CAO Kinderopvang 2020-2021 Hoofdstuk 6 : Toeslagen en vergoedingen

4 min read

Toeslagen en vergoedingen (CAO Kinderopvang 2020-2021) #

6.1 Vakantietoeslag #

De werkgever betaalt vakantietoeslag over de periode die loopt van 1 juni tot en met 31 mei in het volgende jaar.

De vakantietoeslag is 8% van het salaris dat de medewerker heeft verdiend in de periode uit lid 1. Bij het salaris horen ook de salarisdoorbetaling, uitkeringen en  aanvullingen die de medewerker in deze periode heeft ontvangen bij ziekte en arbeidsongeschiktheid. Zie artikel 5.12.

Heeft de medewerker een voltijdbaan? Dan krijgt ze vanaf 1 januari 2020 minimaal €169,91 vakantietoeslag per maand. Dit bedrag gaat tegelijk met de verhoging van de salarisschalen omhoog. Vanaf 1 juli 2020 krijgt de medewerker met een voltijdbaan daarom minimaal €175,62 vakantietoeslag per maand. En vanaf 1 januari 2021 minimaal € 176,58.

Krijgt de medewerker vakantie-uitkeringen volgens de sociale verzekeringswetten? Dan zitten die bij de vakantietoeslag in.

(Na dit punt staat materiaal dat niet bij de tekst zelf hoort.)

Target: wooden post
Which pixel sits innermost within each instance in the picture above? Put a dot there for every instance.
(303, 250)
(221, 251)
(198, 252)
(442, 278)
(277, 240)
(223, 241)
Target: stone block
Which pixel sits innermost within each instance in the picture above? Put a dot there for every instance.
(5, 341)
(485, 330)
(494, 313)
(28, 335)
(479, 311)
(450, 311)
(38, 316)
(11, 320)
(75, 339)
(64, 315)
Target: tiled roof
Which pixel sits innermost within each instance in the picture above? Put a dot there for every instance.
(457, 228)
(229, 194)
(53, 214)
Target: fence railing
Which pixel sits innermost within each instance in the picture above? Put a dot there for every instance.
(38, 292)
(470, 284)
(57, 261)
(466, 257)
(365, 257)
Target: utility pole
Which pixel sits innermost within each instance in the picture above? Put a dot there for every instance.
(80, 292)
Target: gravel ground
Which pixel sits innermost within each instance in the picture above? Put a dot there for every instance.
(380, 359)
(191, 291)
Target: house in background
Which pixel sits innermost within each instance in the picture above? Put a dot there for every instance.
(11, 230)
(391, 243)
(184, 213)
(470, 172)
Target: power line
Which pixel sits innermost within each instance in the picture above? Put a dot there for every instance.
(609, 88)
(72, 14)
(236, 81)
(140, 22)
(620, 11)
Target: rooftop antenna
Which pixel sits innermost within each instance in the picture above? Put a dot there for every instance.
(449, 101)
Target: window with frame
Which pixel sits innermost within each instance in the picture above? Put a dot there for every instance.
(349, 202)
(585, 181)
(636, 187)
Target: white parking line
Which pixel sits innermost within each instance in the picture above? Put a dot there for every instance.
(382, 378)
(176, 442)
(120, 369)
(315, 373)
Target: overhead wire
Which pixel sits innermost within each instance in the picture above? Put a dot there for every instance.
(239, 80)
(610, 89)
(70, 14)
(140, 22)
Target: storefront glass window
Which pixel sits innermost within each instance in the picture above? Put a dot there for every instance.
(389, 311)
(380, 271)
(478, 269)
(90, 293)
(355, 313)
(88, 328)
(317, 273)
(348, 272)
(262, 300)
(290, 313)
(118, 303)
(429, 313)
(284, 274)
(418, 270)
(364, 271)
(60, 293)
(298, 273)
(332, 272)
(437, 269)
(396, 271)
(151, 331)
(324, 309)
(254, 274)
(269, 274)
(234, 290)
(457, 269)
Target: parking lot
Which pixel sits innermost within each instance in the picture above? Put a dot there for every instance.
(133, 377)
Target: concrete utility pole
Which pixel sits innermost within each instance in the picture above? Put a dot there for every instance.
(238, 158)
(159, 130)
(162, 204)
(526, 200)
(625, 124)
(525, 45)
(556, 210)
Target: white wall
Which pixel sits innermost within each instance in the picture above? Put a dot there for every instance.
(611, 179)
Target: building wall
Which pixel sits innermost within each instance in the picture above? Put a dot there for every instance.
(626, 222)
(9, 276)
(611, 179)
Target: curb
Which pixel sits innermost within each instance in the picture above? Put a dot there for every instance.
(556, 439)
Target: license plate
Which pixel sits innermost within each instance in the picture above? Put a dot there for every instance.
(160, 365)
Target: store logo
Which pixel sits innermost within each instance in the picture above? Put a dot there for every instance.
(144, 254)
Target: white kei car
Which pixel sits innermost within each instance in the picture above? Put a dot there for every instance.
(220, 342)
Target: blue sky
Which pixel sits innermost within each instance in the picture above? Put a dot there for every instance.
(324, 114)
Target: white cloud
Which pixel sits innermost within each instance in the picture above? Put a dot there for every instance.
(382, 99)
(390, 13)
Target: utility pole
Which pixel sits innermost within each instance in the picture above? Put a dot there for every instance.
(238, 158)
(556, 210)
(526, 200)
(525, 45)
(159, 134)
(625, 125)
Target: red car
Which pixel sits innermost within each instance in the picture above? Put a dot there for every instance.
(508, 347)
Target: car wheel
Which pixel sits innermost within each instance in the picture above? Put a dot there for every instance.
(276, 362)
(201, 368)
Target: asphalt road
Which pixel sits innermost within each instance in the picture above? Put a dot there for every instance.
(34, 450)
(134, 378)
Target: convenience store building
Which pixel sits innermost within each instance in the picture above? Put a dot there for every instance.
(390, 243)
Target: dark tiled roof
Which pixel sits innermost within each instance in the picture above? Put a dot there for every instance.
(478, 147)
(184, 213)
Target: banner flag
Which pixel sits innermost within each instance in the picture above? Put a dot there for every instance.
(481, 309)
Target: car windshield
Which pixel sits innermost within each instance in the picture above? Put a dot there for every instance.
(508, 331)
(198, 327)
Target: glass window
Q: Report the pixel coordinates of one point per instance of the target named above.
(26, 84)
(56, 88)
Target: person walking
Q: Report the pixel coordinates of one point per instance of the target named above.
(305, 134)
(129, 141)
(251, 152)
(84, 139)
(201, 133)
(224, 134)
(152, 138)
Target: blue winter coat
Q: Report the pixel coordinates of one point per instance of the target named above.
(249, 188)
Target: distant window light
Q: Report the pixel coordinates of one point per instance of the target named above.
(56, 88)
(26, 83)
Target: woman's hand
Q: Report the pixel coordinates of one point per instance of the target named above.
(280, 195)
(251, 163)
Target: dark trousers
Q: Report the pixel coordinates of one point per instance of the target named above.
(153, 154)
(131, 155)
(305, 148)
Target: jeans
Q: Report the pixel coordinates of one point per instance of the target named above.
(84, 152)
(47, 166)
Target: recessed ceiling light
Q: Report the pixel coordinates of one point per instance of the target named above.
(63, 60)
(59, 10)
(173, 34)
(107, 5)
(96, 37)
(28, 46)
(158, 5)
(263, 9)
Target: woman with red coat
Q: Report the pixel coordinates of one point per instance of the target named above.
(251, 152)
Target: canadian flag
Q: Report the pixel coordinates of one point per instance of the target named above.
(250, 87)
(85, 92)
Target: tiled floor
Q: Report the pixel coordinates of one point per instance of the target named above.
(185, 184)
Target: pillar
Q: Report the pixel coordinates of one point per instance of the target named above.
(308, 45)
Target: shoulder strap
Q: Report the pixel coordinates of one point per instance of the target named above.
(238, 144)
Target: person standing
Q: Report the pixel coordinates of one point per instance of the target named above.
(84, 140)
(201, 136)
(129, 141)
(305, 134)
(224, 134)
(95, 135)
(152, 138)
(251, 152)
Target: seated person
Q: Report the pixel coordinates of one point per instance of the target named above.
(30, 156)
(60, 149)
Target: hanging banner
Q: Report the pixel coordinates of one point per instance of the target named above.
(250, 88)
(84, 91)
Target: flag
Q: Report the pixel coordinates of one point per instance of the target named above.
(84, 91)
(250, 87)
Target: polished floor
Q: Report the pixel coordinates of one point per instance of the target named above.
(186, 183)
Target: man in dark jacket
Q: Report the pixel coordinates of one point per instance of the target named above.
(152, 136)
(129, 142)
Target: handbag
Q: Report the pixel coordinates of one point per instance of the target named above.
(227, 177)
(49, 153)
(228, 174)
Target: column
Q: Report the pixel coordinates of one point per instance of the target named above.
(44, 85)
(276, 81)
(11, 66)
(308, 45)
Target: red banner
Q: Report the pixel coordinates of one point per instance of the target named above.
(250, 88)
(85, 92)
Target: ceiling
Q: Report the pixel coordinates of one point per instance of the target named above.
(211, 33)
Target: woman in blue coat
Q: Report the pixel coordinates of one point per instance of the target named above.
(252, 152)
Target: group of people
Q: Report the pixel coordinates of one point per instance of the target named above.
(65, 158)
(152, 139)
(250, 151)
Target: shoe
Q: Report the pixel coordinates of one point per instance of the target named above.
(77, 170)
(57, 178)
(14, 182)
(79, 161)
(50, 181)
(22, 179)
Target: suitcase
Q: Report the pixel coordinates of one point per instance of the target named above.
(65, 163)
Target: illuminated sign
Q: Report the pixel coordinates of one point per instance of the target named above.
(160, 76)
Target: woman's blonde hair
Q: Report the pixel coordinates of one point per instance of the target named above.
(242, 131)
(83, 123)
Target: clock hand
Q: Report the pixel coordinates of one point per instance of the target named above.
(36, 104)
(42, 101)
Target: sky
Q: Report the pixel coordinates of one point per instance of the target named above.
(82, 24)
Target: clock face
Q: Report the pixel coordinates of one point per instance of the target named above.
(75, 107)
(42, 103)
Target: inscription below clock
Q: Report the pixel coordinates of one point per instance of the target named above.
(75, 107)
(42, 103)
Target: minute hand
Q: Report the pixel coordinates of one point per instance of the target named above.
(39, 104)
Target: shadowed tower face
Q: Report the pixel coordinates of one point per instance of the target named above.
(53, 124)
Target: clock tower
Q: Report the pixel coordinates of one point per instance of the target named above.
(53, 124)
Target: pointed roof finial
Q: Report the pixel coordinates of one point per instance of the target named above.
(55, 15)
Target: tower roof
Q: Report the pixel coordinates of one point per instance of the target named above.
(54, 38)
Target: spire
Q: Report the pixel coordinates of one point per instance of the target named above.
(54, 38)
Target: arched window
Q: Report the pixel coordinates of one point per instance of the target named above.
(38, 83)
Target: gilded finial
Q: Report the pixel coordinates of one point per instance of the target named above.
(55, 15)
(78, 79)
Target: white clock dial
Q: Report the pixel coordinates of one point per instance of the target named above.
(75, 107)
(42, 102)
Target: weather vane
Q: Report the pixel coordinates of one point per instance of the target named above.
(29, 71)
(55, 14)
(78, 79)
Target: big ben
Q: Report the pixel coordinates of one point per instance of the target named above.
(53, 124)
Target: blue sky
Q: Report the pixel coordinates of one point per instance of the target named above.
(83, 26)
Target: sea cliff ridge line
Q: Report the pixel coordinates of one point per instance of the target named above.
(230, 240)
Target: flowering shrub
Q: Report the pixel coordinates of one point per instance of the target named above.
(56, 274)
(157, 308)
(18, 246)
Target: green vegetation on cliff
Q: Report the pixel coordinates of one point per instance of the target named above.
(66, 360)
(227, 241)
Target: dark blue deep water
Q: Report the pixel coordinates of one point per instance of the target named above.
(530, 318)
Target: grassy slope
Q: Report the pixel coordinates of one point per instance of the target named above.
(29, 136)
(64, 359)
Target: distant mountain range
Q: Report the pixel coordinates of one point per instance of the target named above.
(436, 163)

De werkgever betaalt de vakantietoeslag in mei.

6.2 Werkurentoeslag #

Werkt de medewerker in opdracht van de werkgever op uren voor 07.00 uur of na 19.00 uur op maandag tot en met vrijdag? Of op een zaterdag, zondag of feestdag? Dan krijgt de medewerker een werkurentoeslag. Hoeveel toeslag ze krijgt staat in de tabel hieronder.

Werkurentoeslag

 07.00 – 19.00 uur19.00 – 07.00 uur
maandag tot en met vrijdag0%20%
zaterdag30%40%
zon- en feestdagen45%45%

De medewerker krijgt geen werkurentoeslag voor de eerste 2 avonden waarop ze in een kalenderjaar werkt. Ze krijgt op deze 2 avonden haar gewone uursalaris uitbetaald.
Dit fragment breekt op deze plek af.